Fort glanced between his two friends, who looked as shaken as he felt. Jia especially had a haunted look in her eye—he hadn’t seen her this unsettled since the Dracsi caverns. Whatever she’d seen must have really upset her.

If it’d been anything like the tsunami on the beach, he shouldn’t be surprised.

But if they went with Ellora and Simon, if he went, and Colonel Charles found out … what then? Would the colonel really go through with his threat and make Fort forget he’d ever found his father? The thought of spending the rest of his life thinking his father was lost to the D.C. attack was almost the worst thing he could think of, other than not ever having found his father to begin with.
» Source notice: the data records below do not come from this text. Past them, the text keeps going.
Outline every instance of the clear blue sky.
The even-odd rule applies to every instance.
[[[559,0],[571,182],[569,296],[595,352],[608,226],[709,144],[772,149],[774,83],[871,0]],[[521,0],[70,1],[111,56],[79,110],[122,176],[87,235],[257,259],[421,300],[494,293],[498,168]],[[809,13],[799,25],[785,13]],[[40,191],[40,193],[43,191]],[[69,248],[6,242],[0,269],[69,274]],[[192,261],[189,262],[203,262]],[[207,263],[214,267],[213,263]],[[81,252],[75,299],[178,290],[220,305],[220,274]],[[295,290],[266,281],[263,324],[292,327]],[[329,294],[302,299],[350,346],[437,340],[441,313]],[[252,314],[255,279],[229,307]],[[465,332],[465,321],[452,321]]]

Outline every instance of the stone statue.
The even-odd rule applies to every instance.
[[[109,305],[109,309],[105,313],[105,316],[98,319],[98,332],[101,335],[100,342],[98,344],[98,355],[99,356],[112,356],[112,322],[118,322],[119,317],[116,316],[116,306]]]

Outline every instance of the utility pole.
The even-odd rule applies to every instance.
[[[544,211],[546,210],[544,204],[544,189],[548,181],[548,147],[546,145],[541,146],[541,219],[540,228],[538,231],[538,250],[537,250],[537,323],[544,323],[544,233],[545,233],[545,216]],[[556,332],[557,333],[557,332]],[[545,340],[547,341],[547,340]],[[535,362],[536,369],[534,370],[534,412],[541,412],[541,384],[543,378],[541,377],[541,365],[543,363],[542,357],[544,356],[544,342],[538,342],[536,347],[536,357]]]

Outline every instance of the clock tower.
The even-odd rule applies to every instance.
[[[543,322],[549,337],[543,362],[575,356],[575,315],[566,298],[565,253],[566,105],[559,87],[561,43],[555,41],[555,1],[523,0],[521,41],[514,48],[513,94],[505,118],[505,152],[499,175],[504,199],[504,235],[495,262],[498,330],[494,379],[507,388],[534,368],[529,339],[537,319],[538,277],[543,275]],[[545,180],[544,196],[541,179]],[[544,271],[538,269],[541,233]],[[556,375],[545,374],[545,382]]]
We could go,” Rachel whispered to Fort, apparently reading his mind. “If you stay, you’ll have followed orders, so no punishment.”

“We need all three of you,” Ellora said, shaking her head. “With just one or two, we’ll never save London. Without Forsythe, everything you saw will come to pass.”

Jia seemed to shudder at this, and Rachel gave him a sad look. “It’s your call, New Kid,” Rachel said quietly. “I don’t know that we can trust these two, but there’s no way I’m letting that future happen, no matter what Colonel Charles threatens me with. But things are different for you.” She paused. “Maybe we could all tell him we were kidnapped? I mean, considering they already froze Jia and me, they easily could have. And the colonel might believe that if we’re gone before he returns.”

“What about the security cameras?” Fort asked, remembering Colonel Charles telling him about footage of Fort letting Sierra and Damian go, back at the original school. “He’d have proof we were lying.”

“We froze those when we arrived,” Simon said, his annoyance evident in his voice. “Hurry up, please!”

“We need a decision,” Ellora said, sounding anxious as well. “They’ll return in under a minute now.” She nodded at Simon, who ran over to the portal and passed through it. Ellora quickly moved to follow, but she paused at the entrance, waiting for them.

“I have to go,” Jia said suddenly, and walked to the portal without looking at the other two. “Whether or not Fort comes, I can’t … I have to stop that future. I have to.”

Rachel stared after her in confusion for a moment, but turned back to Fort. “I’m with her, even more than usual,” she said. “What are you going to do?”

For a moment, all Fort could think about was his life before Dr. Opps had arrived: going to school every day, sometimes getting into fights, feeling nothing but numb, an emptiness inside that felt as deep and cold as the ocean. His aunt couldn’t afford to take care of him, and he’d had no idea his father was out there somewhere. All he’d had was the feeling that it was his fault his dad had been captured.

And that could be his life again, if he disobeyed Colonel Charles.

But what did that compare to the future they’d seen? If even one person got hurt or died in a battle, could he live with himself? Not to mention a whole city full of people in London was in danger.

When it came down to it, there really wasn’t any choice. He had no idea how he could be useful, with just his Teleport and Heal Minor Wounds spells, but if Ellora had seen a need for him, then he couldn’t stay behind.

“I’m in,” he said, barely recognizing his own voice. He quickly ran over to the portal, trying to ignore the consequences for now. Rachel might be right: If they could just get out before the soldiers reappeared, they could say that the Time students had taken them by force.

Maybe Colonel Charles would even believe it.

They all passed through the portal, Rachel slapping him on the back supportively as she went. As they stepped onto the dark, damp grass in front of the Carmarthen Academy, Fort turned around to close the teleportation circle behind him …

And a lightning bolt passed right over his shoulder, striking the lawn.

“Close it!” Rachel shouted, but it was already too late. As Fort shut the portal down, he saw the TDA soldiers had already started reappearing. Only it wasn’t a soldier who’d fired.

It was Colonel Charles. The colonel now stared at them through the portal, his Lightning rod still glowing from use, looking almost dumbfounded from rage. “Fitzgerald!” he shouted. “I order you to—”

But the rest was lost as the portal closed.